Exploring-the-Power-of-Partitioning-in-PostgreSQL-2-opt

Exploring the Power of Partitioning in PostgreSQL

PostgreSQL is renowned for its exceptional performance in managing data. One of its standout features is partitioning, a technique that divides large datasets into smaller, more manageable segments. Partitioning provides several benefits, including improved query performance, streamlined data management, and enhanced scalability. By organizing data into partitions, PostgreSQL can execute searches more efficiently and handle tasks with greater ease. 

In this blog, we will delve into the details of partitioning in PostgreSQL, exploring its various types, advantages, and drawbacks. We’ll uncover how partitioning can revolutionize data management and decision-making processes in database environments.

Types of Partitioning 

Range partitioning

Range partitioning in PostgreSQL involves dividing a table based on ranges of values in a specified column, such as dates or numeric ranges. Each partition stores data falling within a defined range, enabling efficient data retrieval and management. 

This method is particularly useful for organizing time-series data or numeric ranges.

Create a partition table named sales 

CREATE TABLE sales (
id SERIAL,
sale_date DATE NOT NULL,
amount NUMERIC,
PRIMARY KEY (id, sale_date)
) PARTITION BY RANGE (sale_date);

We are going to create the following partition tables that store respective data

  • sales_jan2023
  • sales_feb2023
  • sales_mar2023
CREATE TABLE sales_jan2023 PARTITION OF sales 
FOR VALUES FROM ('2023-01-01') TO ('2023-02-01');

CREATE TABLE sales_feb2023 PARTITION OF sales
FOR VALUES FROM ('2023-02-01') TO ('2023-03-01');

CREATE TABLE sales_mar2023 PARTITION OF sales
FOR VALUES FROM ('2023-03-01') TO ('2023-04-01');

Let’s populate the sales table with data, and afterward, we’ll examine the partition utilized when executing a SELECT query on the sales table. We’ll use the EXPLAIN ANALYZE command to analyze which partition is accessed to retrieve the specified date.

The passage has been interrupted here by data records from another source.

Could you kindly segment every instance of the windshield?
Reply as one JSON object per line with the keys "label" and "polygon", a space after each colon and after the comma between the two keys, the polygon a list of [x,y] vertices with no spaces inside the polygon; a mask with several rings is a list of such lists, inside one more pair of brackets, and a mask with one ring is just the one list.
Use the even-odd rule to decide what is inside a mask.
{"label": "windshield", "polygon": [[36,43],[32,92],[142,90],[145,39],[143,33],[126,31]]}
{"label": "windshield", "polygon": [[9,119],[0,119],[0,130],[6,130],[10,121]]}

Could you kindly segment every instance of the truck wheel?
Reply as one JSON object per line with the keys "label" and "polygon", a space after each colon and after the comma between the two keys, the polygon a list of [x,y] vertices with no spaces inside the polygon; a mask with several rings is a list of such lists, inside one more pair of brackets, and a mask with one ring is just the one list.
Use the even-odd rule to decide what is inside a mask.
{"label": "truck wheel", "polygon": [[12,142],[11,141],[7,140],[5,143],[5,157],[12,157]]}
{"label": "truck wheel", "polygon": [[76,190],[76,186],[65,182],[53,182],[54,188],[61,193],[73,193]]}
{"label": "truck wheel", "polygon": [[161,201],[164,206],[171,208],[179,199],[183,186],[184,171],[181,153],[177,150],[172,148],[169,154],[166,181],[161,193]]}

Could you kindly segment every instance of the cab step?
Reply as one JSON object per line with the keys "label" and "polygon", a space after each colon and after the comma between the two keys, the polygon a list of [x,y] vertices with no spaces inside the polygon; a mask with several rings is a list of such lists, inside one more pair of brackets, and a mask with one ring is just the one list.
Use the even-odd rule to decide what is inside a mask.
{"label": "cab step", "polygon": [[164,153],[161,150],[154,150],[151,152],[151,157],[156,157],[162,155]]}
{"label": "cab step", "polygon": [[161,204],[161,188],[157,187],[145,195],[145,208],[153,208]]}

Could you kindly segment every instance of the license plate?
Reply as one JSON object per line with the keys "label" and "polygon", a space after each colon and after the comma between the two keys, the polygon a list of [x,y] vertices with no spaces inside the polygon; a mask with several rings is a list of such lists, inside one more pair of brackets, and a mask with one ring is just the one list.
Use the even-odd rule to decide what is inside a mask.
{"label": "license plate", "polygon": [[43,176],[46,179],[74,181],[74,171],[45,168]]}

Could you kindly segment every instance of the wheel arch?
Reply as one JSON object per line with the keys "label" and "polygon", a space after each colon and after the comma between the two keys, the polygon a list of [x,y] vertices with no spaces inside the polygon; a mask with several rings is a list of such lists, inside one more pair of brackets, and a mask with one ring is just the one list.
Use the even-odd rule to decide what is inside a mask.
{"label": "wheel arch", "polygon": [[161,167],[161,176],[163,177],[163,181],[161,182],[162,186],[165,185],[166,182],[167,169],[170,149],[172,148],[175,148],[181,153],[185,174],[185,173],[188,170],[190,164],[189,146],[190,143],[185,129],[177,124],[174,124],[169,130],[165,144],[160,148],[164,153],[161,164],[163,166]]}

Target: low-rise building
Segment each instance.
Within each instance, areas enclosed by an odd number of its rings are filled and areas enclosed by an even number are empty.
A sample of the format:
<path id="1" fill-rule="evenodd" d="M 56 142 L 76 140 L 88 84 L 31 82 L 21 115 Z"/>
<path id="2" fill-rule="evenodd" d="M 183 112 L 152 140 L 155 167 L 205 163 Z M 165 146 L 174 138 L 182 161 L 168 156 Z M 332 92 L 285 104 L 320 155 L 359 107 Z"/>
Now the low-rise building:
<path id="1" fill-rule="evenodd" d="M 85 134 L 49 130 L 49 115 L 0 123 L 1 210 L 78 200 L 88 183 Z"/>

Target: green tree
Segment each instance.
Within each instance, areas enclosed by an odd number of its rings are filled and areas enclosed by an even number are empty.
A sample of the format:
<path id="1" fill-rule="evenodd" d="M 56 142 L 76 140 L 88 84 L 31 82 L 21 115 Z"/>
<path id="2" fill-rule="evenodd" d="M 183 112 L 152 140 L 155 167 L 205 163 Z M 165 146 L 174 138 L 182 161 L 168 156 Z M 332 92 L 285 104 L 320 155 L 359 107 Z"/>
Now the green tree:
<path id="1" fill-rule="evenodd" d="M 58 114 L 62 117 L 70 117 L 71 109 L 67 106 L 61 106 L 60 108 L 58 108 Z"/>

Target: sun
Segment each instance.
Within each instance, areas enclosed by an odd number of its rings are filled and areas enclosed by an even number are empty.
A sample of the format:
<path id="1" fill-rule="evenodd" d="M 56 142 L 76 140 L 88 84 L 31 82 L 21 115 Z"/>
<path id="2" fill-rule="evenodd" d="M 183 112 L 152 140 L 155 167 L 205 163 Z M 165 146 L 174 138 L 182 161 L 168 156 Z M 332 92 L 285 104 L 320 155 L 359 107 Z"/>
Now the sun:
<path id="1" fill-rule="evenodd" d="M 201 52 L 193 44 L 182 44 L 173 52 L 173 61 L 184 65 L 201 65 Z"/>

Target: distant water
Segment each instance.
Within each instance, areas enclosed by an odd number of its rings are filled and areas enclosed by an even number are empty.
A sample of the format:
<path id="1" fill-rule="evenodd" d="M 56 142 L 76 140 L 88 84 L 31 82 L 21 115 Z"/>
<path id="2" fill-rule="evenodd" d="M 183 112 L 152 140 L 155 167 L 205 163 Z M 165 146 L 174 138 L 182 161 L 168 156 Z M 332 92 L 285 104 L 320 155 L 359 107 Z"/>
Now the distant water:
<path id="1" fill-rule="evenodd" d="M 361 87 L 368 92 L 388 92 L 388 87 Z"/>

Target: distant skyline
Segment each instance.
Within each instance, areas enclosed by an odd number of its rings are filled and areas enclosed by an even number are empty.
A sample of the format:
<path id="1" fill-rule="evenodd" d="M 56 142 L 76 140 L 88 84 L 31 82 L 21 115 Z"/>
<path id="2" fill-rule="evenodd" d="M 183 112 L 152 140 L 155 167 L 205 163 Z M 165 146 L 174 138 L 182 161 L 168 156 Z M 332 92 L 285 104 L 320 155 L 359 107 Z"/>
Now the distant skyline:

INSERT INTO sales (sale_date, amount) VALUES
   ('2023-01-15', 100.00),
   ('2023-02-20', 200.00),
   ('2023-03-10', 150.00);

Let’s attempt to run SELECT queries and observe which partition it accesses.

explain analyze select * from sales;
                                                       QUERY PLAN                                                        
--------------------------------------------------------------------------------------------------------------------------
Append  (cost=0.00..84.00 rows=3600 width=40) (actual time=0.008..0.015 rows=3 loops=1)
  ->  Seq Scan on sales_jan2023 sales_1  (cost=0.00..22.00 rows=1200 width=40) (actual time=0.008..0.008 rows=1 loops=1)
  ->  Seq Scan on sales_feb2023 sales_2  (cost=0.00..22.00 rows=1200 width=40) (actual time=0.003..0.003 rows=1 loops=1)
  ->  Seq Scan on sales_mar2023 sales_3  (cost=0.00..22.00 rows=1200 width=40) (actual time=0.002..0.002 rows=1 loops=1)
Planning Time: 0.096 ms
Execution Time: 0.028 ms
(6 rows)

explain analyze SELECT * FROM sales WHERE sale_date BETWEEN '2023-01-01' AND '2023-01-31';
                                                 QUERY PLAN                                                   
---------------------------------------------------------------------------------------------------------------
Seq Scan on sales_jan2023 sales  (cost=0.00..28.00 rows=6 width=40) (actual time=0.009..0.010 rows=1 loops=1)
  Filter: ((sale_date >= '2023-01-01'::date) AND (sale_date <= '2023-01-31'::date))
Planning Time: 0.094 ms
Execution Time: 0.020 ms
(4 rows)

In the EXPLAIN ANALYZE output, the partitions used for accessing data are indicated by the table names. In the first query, the “sales_jan2023”, “sales_feb2023”, and “sales_mar2023” tables represent the partitions accessed during the scan. Similarly, in the second query, the “sales_jan2023” table is utilized, as shown in the “QUERY PLAN” section.

List Partitioning

List partitioning in PostgreSQL involves dividing a table based on specific values in a designated column. Each partition contains rows with values matching predefined lists. This method allows for precise control over data distribution, enabling efficient data retrieval and management based on predefined criteria.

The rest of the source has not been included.